WLRN: If someone is registered to vote in, say, an island like Sanibel, what could they do? Because it's pretty clear at this point post-hurricane Ian that Sanibel, as it was, is just not going to come back for a very long time, if ever.
MORRIS: Now, it's a great question and the paper can't address things like that. But, you know, one thing that the executive order did do in 2018 that should be on the table again, is: it did loosen mail ballot restrictions because a lot of people were displaced and not residing at the address that they're registered at. They went to stay with family members. Usually you can't have a mail ballot sent to an address other than the one that you're registered at. But the executive order allowed that to happen.
So for the areas that are hardest hit, where folks might not be there right now, there should also be – Florida already has really good voting by mail infrastructure – and that should be that should be loosened as well to reflect the reality of the emergency on the ground right now.
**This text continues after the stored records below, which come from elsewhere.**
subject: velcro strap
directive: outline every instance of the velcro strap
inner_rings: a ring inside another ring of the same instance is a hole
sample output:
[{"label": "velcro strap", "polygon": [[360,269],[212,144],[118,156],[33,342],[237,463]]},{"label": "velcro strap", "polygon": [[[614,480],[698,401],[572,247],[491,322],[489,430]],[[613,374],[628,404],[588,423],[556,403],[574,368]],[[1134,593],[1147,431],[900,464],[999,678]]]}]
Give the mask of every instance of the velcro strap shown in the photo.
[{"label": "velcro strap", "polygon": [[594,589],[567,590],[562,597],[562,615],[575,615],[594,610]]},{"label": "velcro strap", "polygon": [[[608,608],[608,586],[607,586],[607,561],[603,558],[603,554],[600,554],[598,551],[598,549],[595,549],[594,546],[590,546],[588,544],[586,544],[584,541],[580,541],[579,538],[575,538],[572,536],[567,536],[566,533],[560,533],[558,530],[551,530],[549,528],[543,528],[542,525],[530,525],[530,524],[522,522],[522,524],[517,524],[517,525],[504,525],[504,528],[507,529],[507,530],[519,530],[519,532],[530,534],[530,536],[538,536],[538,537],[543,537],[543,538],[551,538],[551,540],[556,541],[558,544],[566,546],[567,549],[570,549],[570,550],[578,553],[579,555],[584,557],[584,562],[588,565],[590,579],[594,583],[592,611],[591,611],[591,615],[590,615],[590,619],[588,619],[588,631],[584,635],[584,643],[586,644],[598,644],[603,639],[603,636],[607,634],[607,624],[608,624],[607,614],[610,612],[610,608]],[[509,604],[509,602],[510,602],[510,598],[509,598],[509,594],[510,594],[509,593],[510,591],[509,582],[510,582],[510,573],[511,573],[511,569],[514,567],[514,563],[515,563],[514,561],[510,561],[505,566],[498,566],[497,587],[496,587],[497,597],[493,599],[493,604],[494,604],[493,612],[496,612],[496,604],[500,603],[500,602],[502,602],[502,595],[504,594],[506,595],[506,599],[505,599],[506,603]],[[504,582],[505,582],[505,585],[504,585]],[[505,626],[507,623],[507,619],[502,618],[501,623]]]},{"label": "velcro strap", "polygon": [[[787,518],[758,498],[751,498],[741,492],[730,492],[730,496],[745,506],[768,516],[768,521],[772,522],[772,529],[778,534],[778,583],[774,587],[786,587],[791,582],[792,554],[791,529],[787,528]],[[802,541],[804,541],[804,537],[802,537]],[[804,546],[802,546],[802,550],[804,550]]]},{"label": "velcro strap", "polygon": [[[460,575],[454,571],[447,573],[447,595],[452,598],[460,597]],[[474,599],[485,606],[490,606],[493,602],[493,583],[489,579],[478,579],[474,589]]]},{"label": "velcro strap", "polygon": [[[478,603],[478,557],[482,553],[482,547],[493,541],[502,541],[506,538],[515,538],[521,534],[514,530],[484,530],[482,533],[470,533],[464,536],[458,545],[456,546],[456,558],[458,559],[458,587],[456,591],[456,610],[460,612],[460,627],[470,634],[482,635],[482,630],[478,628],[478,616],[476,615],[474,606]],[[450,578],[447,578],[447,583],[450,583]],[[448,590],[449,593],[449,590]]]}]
During the COVID emergency in 2020, we also saw other examples of counties around the country setting up drive thru polling and getting really creative when people can't vote inside in the areas that they were planning on doing. So we've got examples from around the country from the last decade of how how that can be done.
WLRN: Out of the eight counties we're talking about in the Florida panhandle, was there any one of them in particular that was almost an outlier, that it saw a larger drop in participation than other counties?
MORRIS: It really tracked very closely with the distance that voters had to travel to the closest polling place, places like Bay County. They got really hard hit by that storm surge. They went from 44 expected polling places down to six. And a lot of those were maintained in the hardest hit areas. And those are the areas where we show that the voters that didn't have to travel much further to the polling place ended up not seeing their turnout decline.